The house was built on E North St. [now 65th] just east of 1st [now 17th], and the first entry in the 1903 Ballard City Directory shows Ernest Carlson (1867–1963), a carpenter/bridge carpenter and perhaps the builder, living there. Although the address was listed incorrectly in 1903 and 1904, by 1905 the address was correctly listed as 25 E North. Ernest C. W. Carlson, his wife Ida M. (nee Mattson) (1867–1947), and their family lived in the home through 1963.
Carlson was born in Aland Island, Finland, immigrated to Seattle in 1887, and was a bridge carpenter for the Northern Pacific Railway (from 1909–1938). When younger he had worked as a carpenter for the Newcastle coal mines and a mill company, and spent some time in Alaska. He also worked four years with the Great Northern Railway and at times built houses. Ida was also Finnish.

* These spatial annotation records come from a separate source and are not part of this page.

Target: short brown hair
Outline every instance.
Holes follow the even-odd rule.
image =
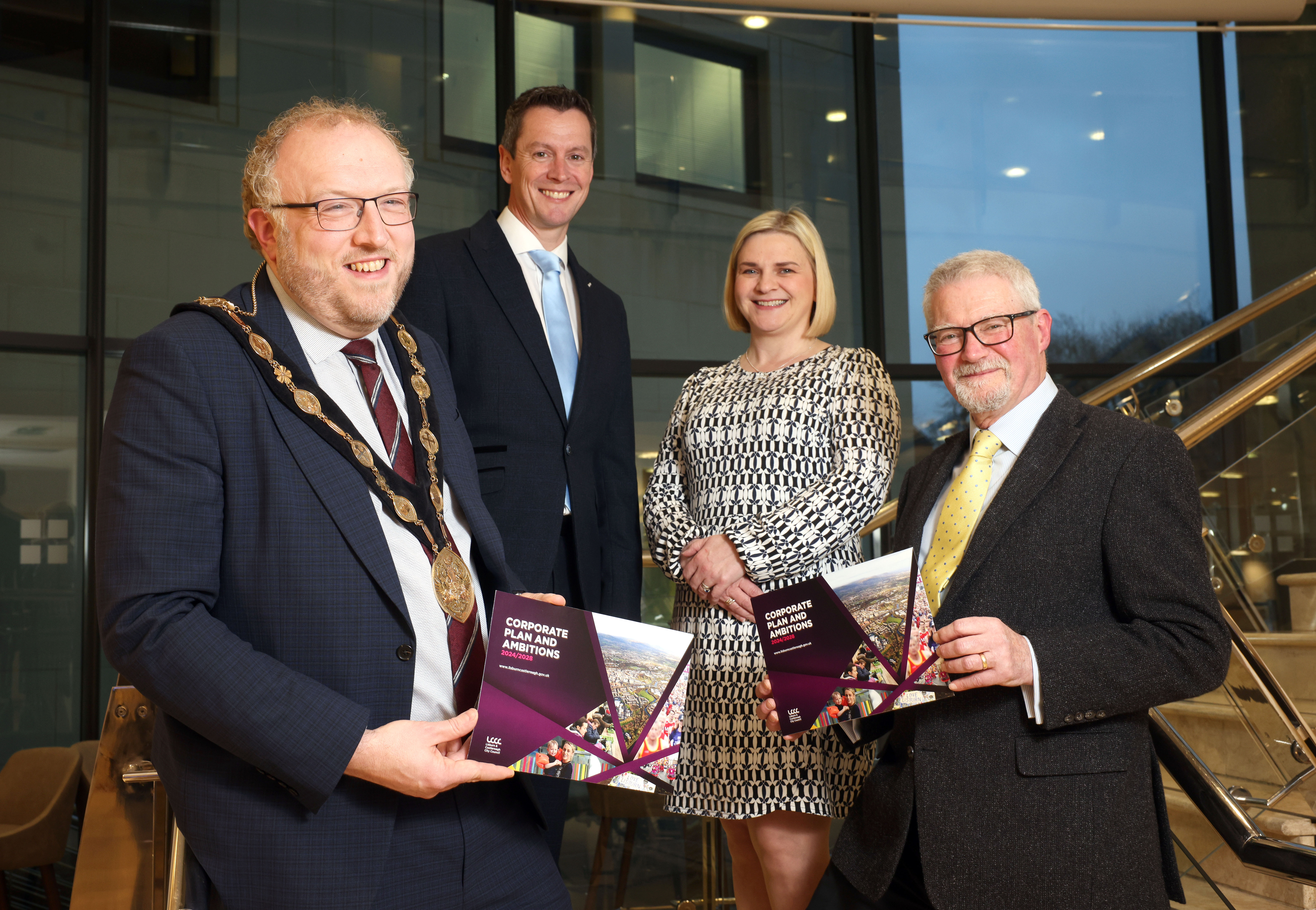
[[[246,234],[253,250],[259,250],[261,245],[255,239],[251,225],[247,224],[247,214],[251,209],[262,209],[282,225],[278,218],[283,214],[283,209],[272,208],[283,201],[279,193],[279,181],[274,176],[274,166],[279,160],[279,147],[283,146],[283,141],[292,130],[311,122],[320,126],[337,126],[338,124],[374,126],[392,139],[397,147],[397,154],[407,164],[407,185],[409,187],[415,180],[416,163],[412,162],[407,146],[403,145],[401,133],[388,122],[383,110],[376,110],[350,97],[312,97],[301,101],[270,121],[265,132],[255,137],[251,151],[247,153],[246,166],[242,168],[242,233]]]
[[[800,242],[804,252],[813,266],[813,316],[809,318],[809,327],[805,329],[805,338],[819,338],[832,330],[836,322],[836,285],[832,284],[832,270],[826,264],[826,250],[822,249],[822,237],[813,226],[809,216],[799,208],[790,212],[763,212],[750,218],[741,233],[736,235],[732,246],[732,256],[726,262],[726,285],[722,289],[722,314],[726,325],[736,331],[749,331],[749,322],[745,314],[736,305],[736,266],[740,260],[741,249],[754,234],[790,234]]]
[[[579,110],[590,121],[590,154],[599,151],[599,124],[594,118],[594,108],[590,99],[574,88],[566,85],[536,85],[521,92],[507,109],[503,120],[503,147],[511,154],[516,154],[516,141],[521,138],[521,121],[530,108],[553,108],[558,113]]]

She came to Seattle from Astoria, Oregon, married Ernest Carlson about 1892, and recalled an earlier Seattle with horse-drawn street cars and pastures that later became department stores.
The home was listed as vacant in the 1965 city directory, although it had already been purchased in 1964 by Glenn L. Hateh who sold the property three years later in 1967 to Stirling Whittle. By 1975 the home was owned and occupied by Ronald Chambers.
In 1979, John W. Kendall, III, and Carolyn J. Campbell (later Kendall) purchased the home, and resided there through about 2003, when John sold the property to Carolyn. Carolyn continued to live there until 2007, when she sold the home to John H. and Candace L. Rogers. The Rogers remodeled the basement and sold the home a year later in 2008 to John R. and Sarah J. Turosak, who lived there until 2015. The home was then sold to the current owners, as of May 2016, J. Shane and London Shanda McRoberts (from 2015–).